This line was abandoned in 1979.
Buffalo to Victor
— User Comments —
The Lehigh Valley main, originally constructed in 1890, was the result of the LV wanting its own access across Western NY versus interchanging with the Erie in Waverly, NY, right across the state line from Sayre. It went north from Sayre to Van Etten Jct, where the original passenger main split off to Ithaca, NY, and the Freight Main continued via Ovid, NY to Geneva where the two mains rejoined at Seneca Jct. The portion between Geneva and the Seneca Army Depot is still in place, now used as Car storage by the Fingerlakes Railway, with eventual prospects of industries opening in the now re-zoned army depot, but gone from that point south to Van Etten, and North, from the FGLK Yards in Geneva to just outside of Clifton Springs, NY, where the former Ontario Central (Now FGLK) operates through Manchester (including the old yard) on to Victor, where the tracks are severed just a few hundred feet from the Rt 251 road crossing in Victor.
The Lehigh Main was deemed redundant as part of the Conrail organizaion in the early 70s, as they would be acquiring more than enough routes across central, upstate and western NY to Buffalo and points west. However, the section between Buffalo and Batavia was kept in decent shape after March 31st 1976, with the prospect that the Delaware and Hudson was to acquire it for their own route into Buffalo, but due to the poor maintenance done in the waning years of the LV's existence, it was deemed too costly to overtake operation, and thus abandoned like the rest of the LV main across Upstate and Western NY, in 1979.

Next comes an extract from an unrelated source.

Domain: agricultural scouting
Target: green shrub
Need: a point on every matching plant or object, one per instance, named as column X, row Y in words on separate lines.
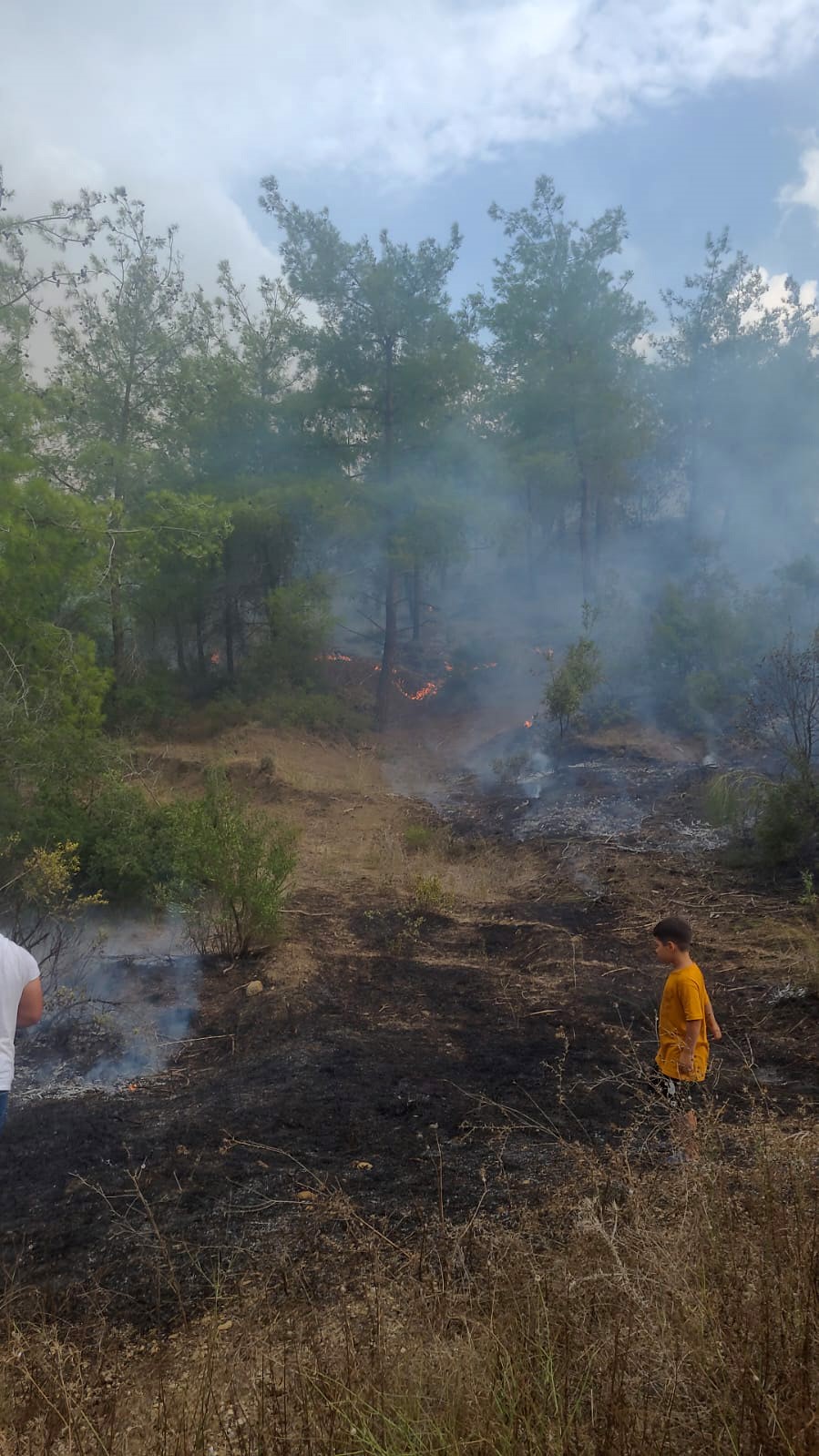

This line was not included in Conrail and remained with the LV estate. Victor to Caledonia never saw a train after C-day. A short segment east of P&L Jct. at Caledonia remains (about one mile of mainline plus interchange tracks to G&W) used for car storage. From here to Batavia also was not used after C-day except for a short segment at Rochester Jct - the branch which crossed here outlived the mainline by several years, served out of Rochester.
Batavia to Buffalo remained as a subsidized line to serve industries in Batavia. In 1979 a bridge over the former Erie branch was removed and ramp constructed to allow a connection (a switchback) from the former NYC to reach the remaining industries. This track today is operated by GVT along with former NYC tracks in Batavia.
There is a trail on the ROW in Buffalo, where it passed to the south of the Erie Bison Yard.
I've never heard the D&H thing, nor does it make any sense since the D&H was given trackage rights via the former Erie/EL Southern Tier Line to reach Buffalo. How would the D&H have reached Batavia?
In Lehigh Valley in Western NY Vol 2. Theres a section that describes post 76 C-day, that this line was to be retained for the D&H, for whatever reason. I don't have the book infront of me to provide a full answer.
I remember the LV in Buffalo. Lehigh Valley trackage did not fair well after the Conrail merger--I believe most in Buffalo was removed. Part of their trackage removed was the section through West Seneca that entered the Tift Street yards.
Regarding D&H, if you dig through the customer list on the LVRR modellers very good web site http://www.anthraciterailroads.org/lvrr/, you can see as late as 1972 LV and D&H were exchanging 30,000 (!) cars a year at Owego (not Oswego) NY. D&H had long-standing trackage rights on the Erie from Binghamton (I think) to Owego, where they could connect to LV.
By 1972, this 30,000 cars probably was not LV coal going to New England and Canada on the D&H. My guess is a lot (most?) of it was D&H traffic to Buffalo and points west from there.
So perhaps the idea was for D&H to take over the LV west of Waverly/Sayre to get to Buffalo (still using some rights post-Conrail from Binghamton to Owego.
Based on photos of the D&H trains much of the Owego interchange were CN boxcars of paper going to Mehoopany, PA and the big Charmin plant.